介護施設に入るよりも、家族に介護される方が介護虐待の被害者になる確率は圧倒的に高いということを知っておきましょう。
もちろん、介護虐待まで行かなくても、何かをきつめに言われたりとか、不機嫌に答えされたりということになると、非常に多くなります。
こういう事実を見ると、「介護施設に入れるのはかわいそう」とか「 身内の人間が介護するべき」というのは、極めて偏った思い込みと言わざるを得ないです。

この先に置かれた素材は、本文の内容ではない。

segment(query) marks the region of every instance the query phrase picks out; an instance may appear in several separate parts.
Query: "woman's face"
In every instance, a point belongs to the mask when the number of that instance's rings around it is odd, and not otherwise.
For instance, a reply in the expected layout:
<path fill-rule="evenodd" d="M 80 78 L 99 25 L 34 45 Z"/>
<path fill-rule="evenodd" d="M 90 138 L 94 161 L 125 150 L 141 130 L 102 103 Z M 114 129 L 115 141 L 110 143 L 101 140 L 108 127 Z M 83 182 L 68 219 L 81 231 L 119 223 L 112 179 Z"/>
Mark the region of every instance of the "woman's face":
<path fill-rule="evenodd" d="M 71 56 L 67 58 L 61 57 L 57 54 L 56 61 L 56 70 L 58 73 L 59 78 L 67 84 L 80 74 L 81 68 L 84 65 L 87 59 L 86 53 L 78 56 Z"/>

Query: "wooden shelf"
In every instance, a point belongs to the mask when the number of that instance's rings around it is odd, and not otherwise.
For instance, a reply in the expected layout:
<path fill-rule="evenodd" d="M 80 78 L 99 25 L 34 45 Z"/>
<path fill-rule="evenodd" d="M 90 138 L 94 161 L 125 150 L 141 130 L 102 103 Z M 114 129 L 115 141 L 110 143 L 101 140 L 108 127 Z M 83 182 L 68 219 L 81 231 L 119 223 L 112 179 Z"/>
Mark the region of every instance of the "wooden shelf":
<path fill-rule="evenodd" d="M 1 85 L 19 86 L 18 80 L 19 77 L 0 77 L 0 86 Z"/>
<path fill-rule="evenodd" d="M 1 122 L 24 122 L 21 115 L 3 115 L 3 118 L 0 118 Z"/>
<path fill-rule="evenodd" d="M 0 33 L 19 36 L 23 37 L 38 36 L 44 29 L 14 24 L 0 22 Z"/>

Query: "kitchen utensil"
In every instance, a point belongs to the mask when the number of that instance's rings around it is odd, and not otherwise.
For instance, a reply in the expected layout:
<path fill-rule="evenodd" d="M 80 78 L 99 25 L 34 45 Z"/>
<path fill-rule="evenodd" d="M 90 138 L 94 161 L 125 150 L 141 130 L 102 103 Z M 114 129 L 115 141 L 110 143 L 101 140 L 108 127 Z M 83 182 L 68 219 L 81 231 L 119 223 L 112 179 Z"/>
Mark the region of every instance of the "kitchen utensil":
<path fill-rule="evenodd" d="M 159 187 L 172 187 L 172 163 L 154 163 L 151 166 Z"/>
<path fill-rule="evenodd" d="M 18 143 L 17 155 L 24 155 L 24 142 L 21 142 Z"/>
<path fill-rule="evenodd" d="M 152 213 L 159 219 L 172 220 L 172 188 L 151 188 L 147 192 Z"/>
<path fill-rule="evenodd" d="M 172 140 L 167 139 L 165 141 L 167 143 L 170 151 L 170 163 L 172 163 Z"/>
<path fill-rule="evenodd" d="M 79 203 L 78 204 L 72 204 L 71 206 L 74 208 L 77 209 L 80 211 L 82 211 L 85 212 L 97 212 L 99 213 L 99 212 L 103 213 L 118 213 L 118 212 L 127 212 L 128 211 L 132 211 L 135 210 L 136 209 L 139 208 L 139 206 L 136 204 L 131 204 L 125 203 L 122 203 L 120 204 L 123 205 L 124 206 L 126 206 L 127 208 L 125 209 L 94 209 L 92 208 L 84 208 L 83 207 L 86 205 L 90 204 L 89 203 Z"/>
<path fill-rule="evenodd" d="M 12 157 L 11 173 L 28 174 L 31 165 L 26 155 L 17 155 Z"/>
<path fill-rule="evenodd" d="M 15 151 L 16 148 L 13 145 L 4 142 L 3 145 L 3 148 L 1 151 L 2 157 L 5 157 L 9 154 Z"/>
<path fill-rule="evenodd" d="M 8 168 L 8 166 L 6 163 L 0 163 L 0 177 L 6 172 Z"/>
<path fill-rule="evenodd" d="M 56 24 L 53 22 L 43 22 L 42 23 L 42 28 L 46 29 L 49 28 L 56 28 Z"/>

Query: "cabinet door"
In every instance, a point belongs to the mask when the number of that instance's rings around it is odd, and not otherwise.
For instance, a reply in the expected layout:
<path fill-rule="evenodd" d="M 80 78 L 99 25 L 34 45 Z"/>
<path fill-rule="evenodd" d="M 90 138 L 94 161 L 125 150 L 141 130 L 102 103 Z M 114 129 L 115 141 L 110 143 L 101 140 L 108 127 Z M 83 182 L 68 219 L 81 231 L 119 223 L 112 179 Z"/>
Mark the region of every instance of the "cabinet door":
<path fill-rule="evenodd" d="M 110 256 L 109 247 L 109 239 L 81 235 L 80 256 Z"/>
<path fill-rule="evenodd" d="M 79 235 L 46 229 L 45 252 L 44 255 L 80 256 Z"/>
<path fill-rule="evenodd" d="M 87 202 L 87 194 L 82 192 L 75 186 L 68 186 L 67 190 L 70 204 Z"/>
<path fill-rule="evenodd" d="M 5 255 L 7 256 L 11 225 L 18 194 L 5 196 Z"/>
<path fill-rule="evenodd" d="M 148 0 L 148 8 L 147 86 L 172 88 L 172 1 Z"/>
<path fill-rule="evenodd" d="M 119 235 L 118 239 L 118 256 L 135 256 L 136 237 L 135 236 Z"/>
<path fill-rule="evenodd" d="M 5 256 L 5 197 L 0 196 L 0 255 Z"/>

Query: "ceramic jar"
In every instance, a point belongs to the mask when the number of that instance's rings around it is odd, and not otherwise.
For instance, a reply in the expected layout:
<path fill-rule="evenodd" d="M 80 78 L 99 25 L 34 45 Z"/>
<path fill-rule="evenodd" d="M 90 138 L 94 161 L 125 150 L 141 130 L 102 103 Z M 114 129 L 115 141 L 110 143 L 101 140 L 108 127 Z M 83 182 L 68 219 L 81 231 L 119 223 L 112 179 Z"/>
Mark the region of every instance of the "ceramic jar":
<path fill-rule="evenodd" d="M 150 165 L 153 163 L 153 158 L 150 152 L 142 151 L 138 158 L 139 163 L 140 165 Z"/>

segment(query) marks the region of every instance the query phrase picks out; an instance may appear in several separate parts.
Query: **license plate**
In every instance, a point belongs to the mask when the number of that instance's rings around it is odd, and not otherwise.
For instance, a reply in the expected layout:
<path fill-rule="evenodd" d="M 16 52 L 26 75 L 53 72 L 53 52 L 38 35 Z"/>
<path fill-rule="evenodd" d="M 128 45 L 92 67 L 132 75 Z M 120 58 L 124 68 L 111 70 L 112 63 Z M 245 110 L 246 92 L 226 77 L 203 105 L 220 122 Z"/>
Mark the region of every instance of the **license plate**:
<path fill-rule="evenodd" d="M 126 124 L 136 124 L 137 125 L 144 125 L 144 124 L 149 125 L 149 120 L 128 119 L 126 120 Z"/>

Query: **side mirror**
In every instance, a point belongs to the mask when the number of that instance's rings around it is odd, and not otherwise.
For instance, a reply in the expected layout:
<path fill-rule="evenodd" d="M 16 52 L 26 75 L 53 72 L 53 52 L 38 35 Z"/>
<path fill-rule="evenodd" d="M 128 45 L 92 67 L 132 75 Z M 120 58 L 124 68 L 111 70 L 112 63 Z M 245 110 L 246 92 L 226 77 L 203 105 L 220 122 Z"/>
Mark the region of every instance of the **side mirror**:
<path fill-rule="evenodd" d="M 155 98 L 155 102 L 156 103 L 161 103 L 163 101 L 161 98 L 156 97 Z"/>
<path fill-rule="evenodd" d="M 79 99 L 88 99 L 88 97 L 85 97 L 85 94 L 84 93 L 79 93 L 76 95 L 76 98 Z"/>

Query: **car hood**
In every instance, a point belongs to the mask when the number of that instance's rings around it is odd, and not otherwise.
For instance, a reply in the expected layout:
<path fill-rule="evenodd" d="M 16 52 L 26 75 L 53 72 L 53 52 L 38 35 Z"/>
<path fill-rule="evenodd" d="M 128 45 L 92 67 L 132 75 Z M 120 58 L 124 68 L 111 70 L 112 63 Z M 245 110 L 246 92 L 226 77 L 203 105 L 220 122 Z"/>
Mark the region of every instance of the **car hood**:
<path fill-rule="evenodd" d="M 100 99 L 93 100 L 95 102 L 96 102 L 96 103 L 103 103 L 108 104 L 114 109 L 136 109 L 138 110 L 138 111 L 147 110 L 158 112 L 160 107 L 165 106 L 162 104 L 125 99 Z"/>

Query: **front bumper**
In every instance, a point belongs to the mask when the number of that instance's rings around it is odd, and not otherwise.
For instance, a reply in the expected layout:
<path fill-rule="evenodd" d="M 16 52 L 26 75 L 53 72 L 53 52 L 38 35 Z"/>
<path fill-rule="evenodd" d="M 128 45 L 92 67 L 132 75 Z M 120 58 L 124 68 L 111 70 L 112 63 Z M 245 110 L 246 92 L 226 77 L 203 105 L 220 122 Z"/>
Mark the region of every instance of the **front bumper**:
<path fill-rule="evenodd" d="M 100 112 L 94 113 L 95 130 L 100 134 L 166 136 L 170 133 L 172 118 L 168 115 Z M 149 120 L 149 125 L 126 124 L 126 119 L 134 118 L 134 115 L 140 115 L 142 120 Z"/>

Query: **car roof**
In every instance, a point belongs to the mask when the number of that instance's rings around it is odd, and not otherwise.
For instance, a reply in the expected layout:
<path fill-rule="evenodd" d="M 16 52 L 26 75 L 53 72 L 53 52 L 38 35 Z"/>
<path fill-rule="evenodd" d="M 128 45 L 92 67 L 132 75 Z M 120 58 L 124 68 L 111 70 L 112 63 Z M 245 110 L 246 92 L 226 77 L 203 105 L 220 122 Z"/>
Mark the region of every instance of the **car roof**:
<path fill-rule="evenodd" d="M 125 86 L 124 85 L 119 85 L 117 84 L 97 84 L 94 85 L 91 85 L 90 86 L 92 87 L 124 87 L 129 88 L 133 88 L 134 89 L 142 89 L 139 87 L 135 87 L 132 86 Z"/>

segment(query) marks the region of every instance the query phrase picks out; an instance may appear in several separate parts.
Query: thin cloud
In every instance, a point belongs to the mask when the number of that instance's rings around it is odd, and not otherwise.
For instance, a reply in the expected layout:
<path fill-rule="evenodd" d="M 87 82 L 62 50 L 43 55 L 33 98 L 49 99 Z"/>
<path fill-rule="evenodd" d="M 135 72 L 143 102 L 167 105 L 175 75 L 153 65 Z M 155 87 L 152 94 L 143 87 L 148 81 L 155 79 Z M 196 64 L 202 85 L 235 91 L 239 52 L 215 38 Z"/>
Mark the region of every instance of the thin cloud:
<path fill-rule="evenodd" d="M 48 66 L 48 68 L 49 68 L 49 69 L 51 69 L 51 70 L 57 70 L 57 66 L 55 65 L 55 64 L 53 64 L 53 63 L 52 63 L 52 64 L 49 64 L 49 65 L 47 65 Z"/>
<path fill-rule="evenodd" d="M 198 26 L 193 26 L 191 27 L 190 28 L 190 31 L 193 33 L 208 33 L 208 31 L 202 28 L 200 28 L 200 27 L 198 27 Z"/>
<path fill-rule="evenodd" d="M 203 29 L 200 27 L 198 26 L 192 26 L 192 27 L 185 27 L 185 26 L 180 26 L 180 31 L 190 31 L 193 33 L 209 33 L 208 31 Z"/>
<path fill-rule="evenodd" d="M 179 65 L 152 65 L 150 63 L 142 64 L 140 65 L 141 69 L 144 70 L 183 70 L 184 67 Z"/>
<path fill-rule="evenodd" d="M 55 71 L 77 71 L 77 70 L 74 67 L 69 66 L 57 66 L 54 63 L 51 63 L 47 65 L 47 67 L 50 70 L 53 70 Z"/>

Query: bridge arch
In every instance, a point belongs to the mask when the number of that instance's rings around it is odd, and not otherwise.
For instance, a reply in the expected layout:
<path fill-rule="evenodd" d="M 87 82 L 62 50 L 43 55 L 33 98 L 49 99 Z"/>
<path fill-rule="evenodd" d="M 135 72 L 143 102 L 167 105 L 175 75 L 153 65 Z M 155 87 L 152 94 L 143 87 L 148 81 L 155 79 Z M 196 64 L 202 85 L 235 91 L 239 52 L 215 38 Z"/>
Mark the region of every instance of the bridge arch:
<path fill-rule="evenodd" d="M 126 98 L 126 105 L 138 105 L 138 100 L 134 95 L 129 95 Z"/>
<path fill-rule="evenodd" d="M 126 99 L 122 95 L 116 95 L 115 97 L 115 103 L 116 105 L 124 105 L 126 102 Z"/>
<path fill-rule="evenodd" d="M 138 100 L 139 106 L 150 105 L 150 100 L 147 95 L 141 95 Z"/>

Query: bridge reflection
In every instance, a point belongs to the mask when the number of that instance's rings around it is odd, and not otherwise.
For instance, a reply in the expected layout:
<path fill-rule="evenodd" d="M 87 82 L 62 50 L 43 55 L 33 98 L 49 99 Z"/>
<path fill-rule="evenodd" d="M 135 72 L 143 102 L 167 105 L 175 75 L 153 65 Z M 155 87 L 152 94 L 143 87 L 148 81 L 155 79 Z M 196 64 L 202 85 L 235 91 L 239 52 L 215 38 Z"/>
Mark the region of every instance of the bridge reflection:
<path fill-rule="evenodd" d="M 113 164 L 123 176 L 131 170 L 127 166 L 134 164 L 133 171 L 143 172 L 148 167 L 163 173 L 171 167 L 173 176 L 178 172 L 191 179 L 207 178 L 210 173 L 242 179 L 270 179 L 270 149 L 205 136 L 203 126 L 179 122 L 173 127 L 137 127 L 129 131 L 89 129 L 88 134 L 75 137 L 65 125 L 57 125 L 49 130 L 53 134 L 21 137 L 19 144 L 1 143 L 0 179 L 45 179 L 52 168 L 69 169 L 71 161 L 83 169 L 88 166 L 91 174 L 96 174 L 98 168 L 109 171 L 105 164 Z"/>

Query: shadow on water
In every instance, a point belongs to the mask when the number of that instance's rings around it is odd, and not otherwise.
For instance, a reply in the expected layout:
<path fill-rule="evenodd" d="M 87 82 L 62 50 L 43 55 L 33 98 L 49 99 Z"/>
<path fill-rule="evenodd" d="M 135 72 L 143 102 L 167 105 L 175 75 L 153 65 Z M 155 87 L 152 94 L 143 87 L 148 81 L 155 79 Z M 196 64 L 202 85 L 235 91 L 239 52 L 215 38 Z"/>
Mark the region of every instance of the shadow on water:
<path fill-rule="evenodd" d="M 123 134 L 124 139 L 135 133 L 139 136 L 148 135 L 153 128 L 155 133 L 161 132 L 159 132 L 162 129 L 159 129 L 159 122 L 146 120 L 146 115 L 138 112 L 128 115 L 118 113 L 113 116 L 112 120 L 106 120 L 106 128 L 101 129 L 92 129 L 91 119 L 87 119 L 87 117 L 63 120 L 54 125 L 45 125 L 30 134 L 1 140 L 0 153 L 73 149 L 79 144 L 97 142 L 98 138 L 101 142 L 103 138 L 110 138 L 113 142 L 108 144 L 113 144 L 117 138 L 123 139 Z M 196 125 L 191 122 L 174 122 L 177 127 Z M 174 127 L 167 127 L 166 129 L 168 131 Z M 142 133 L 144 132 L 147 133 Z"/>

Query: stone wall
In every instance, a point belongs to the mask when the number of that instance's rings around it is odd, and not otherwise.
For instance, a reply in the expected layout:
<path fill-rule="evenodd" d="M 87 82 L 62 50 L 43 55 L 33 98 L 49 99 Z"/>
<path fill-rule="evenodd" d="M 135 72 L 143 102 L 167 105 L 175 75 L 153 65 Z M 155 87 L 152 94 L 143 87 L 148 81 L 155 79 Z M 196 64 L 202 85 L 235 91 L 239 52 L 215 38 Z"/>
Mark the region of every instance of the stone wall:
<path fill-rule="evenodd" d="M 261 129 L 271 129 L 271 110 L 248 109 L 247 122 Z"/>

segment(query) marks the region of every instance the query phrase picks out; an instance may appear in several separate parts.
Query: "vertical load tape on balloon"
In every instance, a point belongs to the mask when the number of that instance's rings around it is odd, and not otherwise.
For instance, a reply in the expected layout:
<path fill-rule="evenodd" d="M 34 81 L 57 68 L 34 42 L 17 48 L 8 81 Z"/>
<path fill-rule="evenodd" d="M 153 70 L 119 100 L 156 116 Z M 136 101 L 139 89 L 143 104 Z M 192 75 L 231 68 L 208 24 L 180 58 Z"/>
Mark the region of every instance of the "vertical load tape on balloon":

精神科医の和田秀樹先生の著書の中でこんな ことをおっしゃってます。
自分の親が認知症になったり要介護状態になったりすると、それまで親と会うのが盆と正月くらいだった人たちまでもが、家族で介護をしなければと考えて、いきなり親と同居しようとする。
そうしなければならないという風潮があるが、これは日本に未だに残っている封建的な考えである。
介護施設に入れる のはかわいそうとい風潮がまだまだ日本には根強いけれども、これは非常にナンセンスだ。
プロが行う介護と素人の家族が行う介護では多くの場合そのクオリティに大きな差がある。つまり公的な介護の方がより良いケアを受けられる。
親の介護に直面した場合、まずは
施設に入れることはかわいそうなことではない
ということと
子どもは必ずしも直接介護する必要義務はない
この2点をぜひ念頭において、夫婦で話し合って頂きたいです。